Triiodothyronine enhances various forms of kidney-specific Klotho protein and suppresses the Wnt/β-catenin pathway: Insights from in-vitro, in-vivo and in-silico investigations

• Published in: Cellular signalling Vol. 120; p. 111214
• Main Authors: Mohanty, Saswat Kumar, Mohanty, Amaresh Kumar, Kumar, Muthuvel Suresh, Suchiang, Kitlangki
• Format: Journal Article
• Language: English
• Published: England Elsevier Inc 01.08.2024
• Subjects: Aging; GSK-3β; Klotho; Triiodothyronine; Wnt/ β-catenin pathway; Wnt/ β-catenin pathway; Aging; GSK-3β; Triiodothyronine; Klotho
• ISSN: 0898-6568; 1873-3913; 1873-3913
• DOI: 10.1016/j.cellsig.2024.111214

Age-related diseases are intricately linked to the molecular processes underlying aging, with the decline of the antiaging protein Klotho being a key factor. Investigating these processes is crucial for developing therapeutic strategies. The age-associated reduction in Klotho expression, coupled with a decline in the endocrine hormone triiodothyronine (T3), prompted a detailed exploration of their potential interplay. Our research, conducted through both in-vitro and in-vivo studies on BALB/c mice, unveiled a significant capacity of T3 to upregulate various forms of Klotho via ATF-3/p-c-Jun transcription factor. This effect was particularly noteworthy in aged individuals, where Klotho expression had waned compared to their younger counterparts. Importantly, T3 demonstrated a promising therapeutic impact in rejuvenating Klotho expression in this context.

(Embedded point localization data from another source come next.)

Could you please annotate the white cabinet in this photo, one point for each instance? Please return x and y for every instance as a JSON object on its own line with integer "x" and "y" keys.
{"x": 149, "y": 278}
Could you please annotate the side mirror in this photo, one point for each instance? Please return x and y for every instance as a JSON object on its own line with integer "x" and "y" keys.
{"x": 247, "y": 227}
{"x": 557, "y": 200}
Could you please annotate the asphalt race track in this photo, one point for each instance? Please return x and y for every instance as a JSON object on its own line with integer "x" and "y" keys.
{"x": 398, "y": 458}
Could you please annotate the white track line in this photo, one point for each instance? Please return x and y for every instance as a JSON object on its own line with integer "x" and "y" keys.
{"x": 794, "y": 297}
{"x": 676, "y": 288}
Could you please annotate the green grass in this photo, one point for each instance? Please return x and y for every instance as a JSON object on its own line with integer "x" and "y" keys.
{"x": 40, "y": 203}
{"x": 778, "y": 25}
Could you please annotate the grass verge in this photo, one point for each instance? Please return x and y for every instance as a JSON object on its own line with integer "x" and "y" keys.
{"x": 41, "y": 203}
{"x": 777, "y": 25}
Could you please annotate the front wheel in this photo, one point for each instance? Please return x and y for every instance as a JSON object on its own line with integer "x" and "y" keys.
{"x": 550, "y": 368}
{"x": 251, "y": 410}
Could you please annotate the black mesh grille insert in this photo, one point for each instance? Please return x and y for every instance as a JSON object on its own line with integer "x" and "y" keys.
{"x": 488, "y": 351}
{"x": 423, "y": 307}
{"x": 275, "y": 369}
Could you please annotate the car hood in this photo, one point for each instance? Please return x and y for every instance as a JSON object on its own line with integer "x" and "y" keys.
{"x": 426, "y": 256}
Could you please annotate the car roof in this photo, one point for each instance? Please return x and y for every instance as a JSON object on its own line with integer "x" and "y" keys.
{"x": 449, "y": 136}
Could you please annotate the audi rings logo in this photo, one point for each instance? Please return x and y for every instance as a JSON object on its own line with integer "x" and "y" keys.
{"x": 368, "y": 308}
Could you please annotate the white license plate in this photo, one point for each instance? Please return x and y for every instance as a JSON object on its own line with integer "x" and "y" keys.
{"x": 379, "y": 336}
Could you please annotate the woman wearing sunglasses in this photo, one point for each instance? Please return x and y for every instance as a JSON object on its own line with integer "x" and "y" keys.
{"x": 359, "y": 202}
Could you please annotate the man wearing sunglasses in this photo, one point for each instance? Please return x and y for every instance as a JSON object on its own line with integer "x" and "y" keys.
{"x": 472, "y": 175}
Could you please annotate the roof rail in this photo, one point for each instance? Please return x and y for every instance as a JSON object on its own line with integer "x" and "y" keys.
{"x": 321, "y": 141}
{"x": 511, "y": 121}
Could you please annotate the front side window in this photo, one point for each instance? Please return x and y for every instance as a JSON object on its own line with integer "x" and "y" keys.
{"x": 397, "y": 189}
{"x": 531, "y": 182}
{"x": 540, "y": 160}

Further investigations elucidated the molecular mechanisms underlying T3's impact on aging-related pathways. In-vitro and in-vivo experiments established T3's ability to downregulate the Wnt/β-Catenin pathway by enhancing Klotho expression. In-silico analyses provided insights into Klotho's intricate role, showing its capacity to inhibit Wnt ligands such as Wnt3 and Wnt8a, consequently disrupting their interaction with the Wnt receptor. Additionally, T3 was found to downregulate kidney-specific GSK-3β expression through the augmentation of Klotho expression. The study also highlighted T3's role in maintaining calcium and phosphate homeostasis via Klotho. This comprehensive investigation not only sheds light on the intricate mechanisms governing aging processes but also presents promising avenues for therapeutic interventions targeting the Wnt/β-Catenin pathway implicated in various age-associated diseases. •Thyroid hormone Triiodothyronine upregulates different forms of Klotho via ATF-3/p-c-Jun transcription factor.•T3 could downregulate the Wnt/ β-catenin pathway via enhancing Klotho expression.•The downregulation of the Wnt/ β-catenin pathway by T3 is mediate via the interaction of Klotho with Wnt ligands.•Klotho downregulates the renal specific GSK-3β expression and T3 treatment dos to so via Klotho.